Crossing the Chasm: Marketing and Selling High-Tech Products to Mainstream Customers by Geoffrey A. Moore
My rating: 4 of 5 stars

The book presents five different groups involved in the purchasing of purchasing of bussiness technology. Each of these have different characteristics, without understanding this and trying to just do the same thing companies fail. The key presented in the book is the chasm which needs to be crossed in order for the product to be a financial success.

Innovators: The Technology Enthusiasts – these people love the product for the technical genius. They don’t even fully care if it works, they just love to try things out.

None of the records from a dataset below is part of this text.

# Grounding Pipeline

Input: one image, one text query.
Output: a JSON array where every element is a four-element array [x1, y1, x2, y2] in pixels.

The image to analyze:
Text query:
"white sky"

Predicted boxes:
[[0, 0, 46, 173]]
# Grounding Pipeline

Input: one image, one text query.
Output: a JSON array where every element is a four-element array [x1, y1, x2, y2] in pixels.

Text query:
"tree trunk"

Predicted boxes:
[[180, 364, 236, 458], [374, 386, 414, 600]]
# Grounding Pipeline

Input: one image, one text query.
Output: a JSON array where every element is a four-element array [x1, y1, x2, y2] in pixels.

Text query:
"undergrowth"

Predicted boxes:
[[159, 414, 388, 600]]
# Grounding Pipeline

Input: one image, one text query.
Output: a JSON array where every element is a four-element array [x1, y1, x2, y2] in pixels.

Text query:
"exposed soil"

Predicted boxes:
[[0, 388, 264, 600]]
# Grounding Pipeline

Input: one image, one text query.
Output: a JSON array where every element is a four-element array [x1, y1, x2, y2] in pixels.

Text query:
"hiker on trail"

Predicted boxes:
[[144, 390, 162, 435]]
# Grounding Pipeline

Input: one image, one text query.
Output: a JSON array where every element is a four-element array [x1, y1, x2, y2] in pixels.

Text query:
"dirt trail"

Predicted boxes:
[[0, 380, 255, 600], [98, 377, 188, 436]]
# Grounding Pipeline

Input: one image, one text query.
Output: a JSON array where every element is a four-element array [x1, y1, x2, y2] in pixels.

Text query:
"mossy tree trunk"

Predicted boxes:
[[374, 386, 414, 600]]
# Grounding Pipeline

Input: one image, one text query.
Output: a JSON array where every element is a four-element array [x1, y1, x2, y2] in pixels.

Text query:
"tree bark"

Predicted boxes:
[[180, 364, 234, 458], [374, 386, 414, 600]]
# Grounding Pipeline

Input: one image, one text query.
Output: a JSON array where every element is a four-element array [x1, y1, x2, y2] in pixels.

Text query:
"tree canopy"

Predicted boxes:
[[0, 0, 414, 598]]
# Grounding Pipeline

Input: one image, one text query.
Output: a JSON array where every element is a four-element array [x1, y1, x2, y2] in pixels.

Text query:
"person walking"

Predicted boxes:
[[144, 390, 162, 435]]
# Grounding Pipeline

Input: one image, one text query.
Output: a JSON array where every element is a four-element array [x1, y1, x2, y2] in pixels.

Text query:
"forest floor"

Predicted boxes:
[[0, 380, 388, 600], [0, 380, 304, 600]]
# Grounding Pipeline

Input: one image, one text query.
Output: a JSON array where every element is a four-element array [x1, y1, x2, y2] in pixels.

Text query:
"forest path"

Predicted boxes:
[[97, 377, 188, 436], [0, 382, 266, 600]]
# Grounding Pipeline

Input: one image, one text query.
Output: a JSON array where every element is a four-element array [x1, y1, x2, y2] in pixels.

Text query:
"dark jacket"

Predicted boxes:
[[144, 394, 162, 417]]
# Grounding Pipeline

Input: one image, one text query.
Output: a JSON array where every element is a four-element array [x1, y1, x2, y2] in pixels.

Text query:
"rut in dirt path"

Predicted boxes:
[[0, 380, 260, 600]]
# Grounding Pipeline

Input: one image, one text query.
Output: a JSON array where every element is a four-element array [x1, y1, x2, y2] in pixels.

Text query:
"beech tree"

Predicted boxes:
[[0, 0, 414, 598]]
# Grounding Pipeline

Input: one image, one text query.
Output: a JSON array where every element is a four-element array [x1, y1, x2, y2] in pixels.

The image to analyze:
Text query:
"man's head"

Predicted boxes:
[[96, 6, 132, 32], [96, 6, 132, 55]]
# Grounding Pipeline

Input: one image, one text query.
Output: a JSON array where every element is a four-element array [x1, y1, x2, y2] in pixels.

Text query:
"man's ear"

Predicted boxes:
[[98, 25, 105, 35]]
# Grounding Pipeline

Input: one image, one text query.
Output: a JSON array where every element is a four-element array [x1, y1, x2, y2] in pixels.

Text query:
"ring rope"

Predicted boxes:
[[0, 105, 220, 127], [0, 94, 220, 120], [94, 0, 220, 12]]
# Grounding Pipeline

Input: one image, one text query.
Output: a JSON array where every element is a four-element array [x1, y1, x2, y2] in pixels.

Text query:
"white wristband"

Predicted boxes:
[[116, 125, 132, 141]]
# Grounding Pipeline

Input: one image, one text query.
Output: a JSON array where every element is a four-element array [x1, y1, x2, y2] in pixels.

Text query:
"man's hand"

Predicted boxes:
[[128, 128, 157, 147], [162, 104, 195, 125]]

Early Adopters: The Visionaries – these are the people who can see the potential of the product. They will likely buy it at a premium because they think it will give them an advantage over the competition. This is a great cash injection but care must be taken so as not to over promise to these people else it will hold you back later. Visionaries are lead by enthusiasts.

The chasm

Early Majority: The Pragmatists – this is where the money really is. The challenge is that these people want more than just your product – they want it to be supported, integrated etc. These are people with a budget which you need to win over without any major challenges.

Late Majority: The conservatives – they have a focus on stability, price, simplicity etc. Conservatives are lead by the pragmatists but are still very cautious.

Laggards: The Skeptics – you will never win these people over, they are negative about what you will deliver. You will never win them over but by minimising the distance between what you sold and what they got they will be unable to negatively influence.

Crossing the chasm

Companies which go hunting for sales at any cost end up satisfying no one and fail. The key is to be the largest fish in a small pond and to do that you need to carefully select a single market which you are going to invade, then link hitting the lead bowling pin other markets will fall later.

To put it simply, the consequences of being sales-driven during the chasm period are fatal

The key is not to target the biggest market, it is to target the one which has the biggest urgency for their problems to be solved. The target is a market which is

Big enough to matter, small enough to lead, good fit with your crown jewels

Then work out how to make your product easiest for them to buy.

Where as the initial product launch will get you to the chasm getting a “Whole Product” launched is what the majority need. The completion of the whole product will likely be made up with other companies such as partners and Allies. The challenge with these arrangements are a mismatch in company cultures, planning cycles, sides over selling etc.

Pragmatists will not buy unless they can compare, as such competition is a prerequisite of their bussiness.